Nell'attuale situazione di crisi generalizzata del capitalismo la politica economica e sociale portata avanti dal PCI non può essere che quella di una gestione "indolore", interclassista, di essa, posto che la crisi stessa - pur riconosciuta come tale - non porta affatto il partitone a riscoprire la lotta di classe rivoluzionaria, ma, al contrario, a farsi in mille per scongiurarne il pericolo.

Ciò significa: come procedere ad una più "equa" distribuzione dei sacrifici, quali settori sociali penalizzare, su quali settori imbastire una tenuta almeno (di rilancio in assoluto nessuno osa più parlare) del sistema produttivo. Un "riformismo senza riforme" buono solo a tamponare le falle che si aprono nel meccanismo capitalista, senza alcun programma, organico di "trasformazione sociale" complessiva; una serie di proposte contingenti, mutevoli e contraddittorie alla rincorsa disperata di condizioni di sviluppo quo ante, attorno ad un sempre più fantomatico asse di riferimento: il "blocco dei produttori", operai e capitalisti "progressisti" assieme, per non lasciarsi travolgere dalla catastrofe imminente.

Il PCI si pone come punto di convergenza di una somma di interessi diversi: la difesa del capitalismo nazionale, alcune esigenze immediate primarie dei proletari in quanto classi di questo capitale ed esigenze di sopravvivenza dell'infinita massa dei settori piccolo e medio-borghesi sottoposti agli stessi colpi della crisi (non arrestandosi a quelli tra essi "produttivi", ma inglobando - come si conviene ad un buon partito parlamentare - schiere interminabili di parassiti del pubblico e del privato).

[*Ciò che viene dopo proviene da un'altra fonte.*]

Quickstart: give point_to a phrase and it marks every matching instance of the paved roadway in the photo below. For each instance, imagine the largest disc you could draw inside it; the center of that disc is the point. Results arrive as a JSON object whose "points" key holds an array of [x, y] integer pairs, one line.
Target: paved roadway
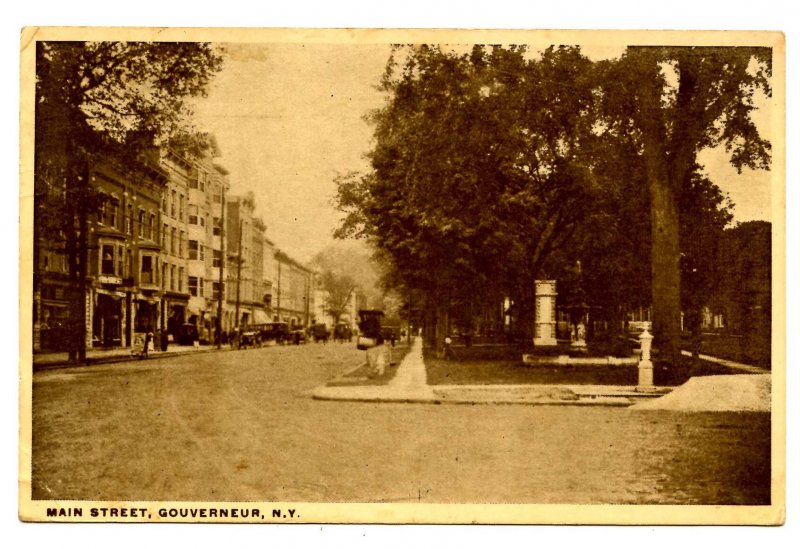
{"points": [[240, 425]]}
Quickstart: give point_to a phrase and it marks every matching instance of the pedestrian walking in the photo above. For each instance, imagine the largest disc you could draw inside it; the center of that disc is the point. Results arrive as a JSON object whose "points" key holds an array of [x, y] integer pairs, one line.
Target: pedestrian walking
{"points": [[148, 337], [447, 351]]}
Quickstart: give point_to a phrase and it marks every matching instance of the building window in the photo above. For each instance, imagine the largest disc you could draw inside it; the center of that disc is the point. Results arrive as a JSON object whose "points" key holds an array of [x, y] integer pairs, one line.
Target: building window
{"points": [[147, 270], [107, 263], [129, 220], [193, 249], [111, 212]]}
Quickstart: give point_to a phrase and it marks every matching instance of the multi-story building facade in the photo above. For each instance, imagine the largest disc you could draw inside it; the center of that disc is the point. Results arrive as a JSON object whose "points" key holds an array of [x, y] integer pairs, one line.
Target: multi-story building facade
{"points": [[293, 290], [192, 217], [174, 243], [124, 247], [247, 290]]}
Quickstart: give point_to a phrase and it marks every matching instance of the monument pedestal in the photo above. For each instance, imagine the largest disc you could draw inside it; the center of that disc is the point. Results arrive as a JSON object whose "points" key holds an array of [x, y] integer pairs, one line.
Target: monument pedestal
{"points": [[645, 365], [545, 324]]}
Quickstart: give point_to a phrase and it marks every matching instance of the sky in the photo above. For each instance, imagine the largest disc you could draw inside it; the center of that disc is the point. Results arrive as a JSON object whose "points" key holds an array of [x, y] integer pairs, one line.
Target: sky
{"points": [[289, 117]]}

Questa somma di interessi poteva, in una fase ascendente del ciclo di accumulazione, essere riconducibile ad un unico "progetto riformista", limitantesi a contemperare, nel boom, la quota dei profitti "monopolistici" a favore del profitto dei settori "emergenti", a sostenere la pletora del parassitismo "onesto" ed a offrire delle briciole al salario operaio. Non lo e più nella fase attuale.

L'ultima formulazione "organica" di un piano di riforma sociale, la "Proposta di progetto a medio termine" del '77, che servì da supporto alla politica di compromesso storico, già significativamente si incentrava sul "tipo di austerità" da promuovere nel paese e sulle virtù dei sacrifici "per tutti, giusti e finalizzati": "L’avvio di una politica di austerità al servizio dei bisogni essenziali dell'uomo fa tutt'uno con un ulteriore balzo in avanti nella vita democratica della società, non essendo concepibile e realizzabile senza il massimo di adesione, partecipazione e controllo dal basso".

Da allora, il controllo dal basso si è inesorabilmente convertito in controllo dall'alto da parte della borghesia, nel senso di un attacco "giusto e finalizzato" al salario, alle condizioni di vita ed al potere contrattuale (economico e politico) del proletariato.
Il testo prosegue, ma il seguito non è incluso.